So I'm guessing that if the kids were allowed to choose they would go with the Sugar interface every time, and I think the teachers would agree.
Free software makes it possible for this to happen, but it isn't something you can sell people on. You have to focus on which solution gives the kids a better learning experience.
Slavery is freedom.
Platforms are only free if they exclude specific operating systems at the behest of Richard Stallman.
The make-Windows-possible decision upset me, too, but I'm glad I didn't lose my grasp on reality about it
Like any laptop, you can wipe out the OS that it's shipped with, and install another one. No big deal there. Besides the installed OLPC software release, versions of Fedora, Ubuntu, Gentoo, and Windows are all known to run (or walk) on the laptop.
So skip the bogus threat to freedom represented by Windows on the XO. There is a real threat to freedom in what OLPC is doing. OLPC and its country education partners have installed DRM in the laptops to prevent kids from exercising the Four Freedoms, despite the GPL licenses on most of the code they ship. The laptops do not ship with source code, nor an offer of source code that's practical for rural third world recipients. The firmware contains DRM that prevents it from booting a kernel or OS of the owner's choice. That DRM can be disabled by making an online request to OLPC and waiting a day (under current policy, changeable at whim). But many kids are not in locations that have Internet access, and thus would have a very hard time unlocking the DRM on their laptops. Even the laptops shipped to US and Canadian donors via Amazon will be lockdown DRM'd -- arriving more restrictive than any other laptop in the market.
Search http://dev.laptop.org for "DRM" or "GPL" to see all the bugs filed on these topics, and their current status.
OLPC should abandon its DRM scheme and should fully follow the GPLv2 and v3 licenses on the software they ship -- before some smart developer sues them into compliance.
But _NO_, OLPC has not abandoned Linux. It has allowed Microsoft to make 10,000 units with Windows only, for trials, because the dual-boot version of Open Firmware wasn't ready in time. But there will be no more Windows-only XOs. There will be Linux-only XOs, and dual-boot XOs. That's all.
I entirely understand RMS's anguish over the possibility of losing this opportunity to get Free Software to millions of children.
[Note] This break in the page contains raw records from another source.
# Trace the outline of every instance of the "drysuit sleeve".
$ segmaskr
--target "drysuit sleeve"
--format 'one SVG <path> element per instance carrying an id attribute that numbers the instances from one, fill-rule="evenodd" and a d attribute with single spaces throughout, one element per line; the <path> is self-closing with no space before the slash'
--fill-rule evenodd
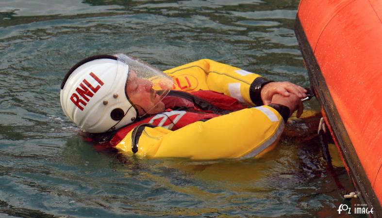
<path id="1" fill-rule="evenodd" d="M 211 90 L 250 105 L 263 105 L 261 88 L 271 82 L 260 75 L 209 59 L 202 59 L 166 70 L 173 89 L 189 93 Z"/>
<path id="2" fill-rule="evenodd" d="M 276 145 L 284 124 L 274 108 L 263 106 L 198 121 L 175 131 L 140 125 L 116 148 L 131 155 L 132 146 L 135 146 L 136 155 L 149 158 L 206 160 L 258 157 Z"/>

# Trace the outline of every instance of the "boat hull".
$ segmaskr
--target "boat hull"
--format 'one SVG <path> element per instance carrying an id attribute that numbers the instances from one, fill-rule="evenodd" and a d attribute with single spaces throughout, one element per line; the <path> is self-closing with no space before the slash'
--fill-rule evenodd
<path id="1" fill-rule="evenodd" d="M 382 2 L 301 0 L 295 31 L 347 170 L 382 214 Z"/>

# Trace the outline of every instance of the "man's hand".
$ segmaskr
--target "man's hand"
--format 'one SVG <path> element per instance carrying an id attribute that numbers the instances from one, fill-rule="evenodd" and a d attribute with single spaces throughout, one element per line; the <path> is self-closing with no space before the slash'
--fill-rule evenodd
<path id="1" fill-rule="evenodd" d="M 304 105 L 299 97 L 291 93 L 290 93 L 287 97 L 284 97 L 280 94 L 273 95 L 270 104 L 278 104 L 287 107 L 290 110 L 289 116 L 293 113 L 293 112 L 297 110 L 296 116 L 299 117 L 304 110 Z"/>
<path id="2" fill-rule="evenodd" d="M 264 105 L 268 105 L 271 103 L 274 95 L 277 94 L 285 97 L 293 94 L 298 97 L 299 100 L 306 97 L 306 93 L 307 92 L 301 86 L 290 82 L 272 82 L 263 87 L 261 93 L 261 100 Z M 291 111 L 292 111 L 291 109 Z"/>

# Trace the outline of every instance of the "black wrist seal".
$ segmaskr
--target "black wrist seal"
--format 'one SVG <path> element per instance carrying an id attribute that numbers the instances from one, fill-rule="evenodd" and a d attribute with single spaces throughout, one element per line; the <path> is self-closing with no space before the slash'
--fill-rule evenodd
<path id="1" fill-rule="evenodd" d="M 266 84 L 273 82 L 262 77 L 258 77 L 252 82 L 249 87 L 249 97 L 253 104 L 261 106 L 264 104 L 261 100 L 261 89 Z"/>
<path id="2" fill-rule="evenodd" d="M 282 119 L 284 119 L 284 122 L 285 124 L 286 123 L 290 113 L 289 108 L 278 104 L 271 104 L 268 106 L 273 108 L 275 110 L 277 110 L 277 112 L 280 114 L 281 116 L 282 117 Z"/>

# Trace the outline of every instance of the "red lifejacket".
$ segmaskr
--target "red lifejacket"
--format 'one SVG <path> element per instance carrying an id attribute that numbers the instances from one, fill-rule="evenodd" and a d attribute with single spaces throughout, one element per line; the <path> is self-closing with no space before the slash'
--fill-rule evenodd
<path id="1" fill-rule="evenodd" d="M 211 91 L 200 90 L 192 94 L 171 91 L 162 101 L 167 109 L 165 112 L 145 117 L 116 132 L 83 136 L 87 141 L 103 142 L 97 147 L 115 146 L 129 132 L 142 124 L 149 123 L 175 130 L 197 121 L 207 120 L 247 107 L 235 98 Z M 96 139 L 97 138 L 98 140 Z"/>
However, that is not what will happen. Instead, Microsoft has very carefully and deliberately backed itself into a corner that it has been sedulously avoiding for years: trials of Windows and Linux on the same hardware by the same people, hardly any of them on the Microsoft payroll. In fact, most of them will be children who don't care *who* you are.
I'm looking forward to it. Free Software is better in every way than Windows. Why would you suppose that children can't see that?
most will contain a copy of the GNU/Linux operating system. If this
is the case, most children will have the option of running GNU/Linux;
but that does nothing for them if what they really use is Windows.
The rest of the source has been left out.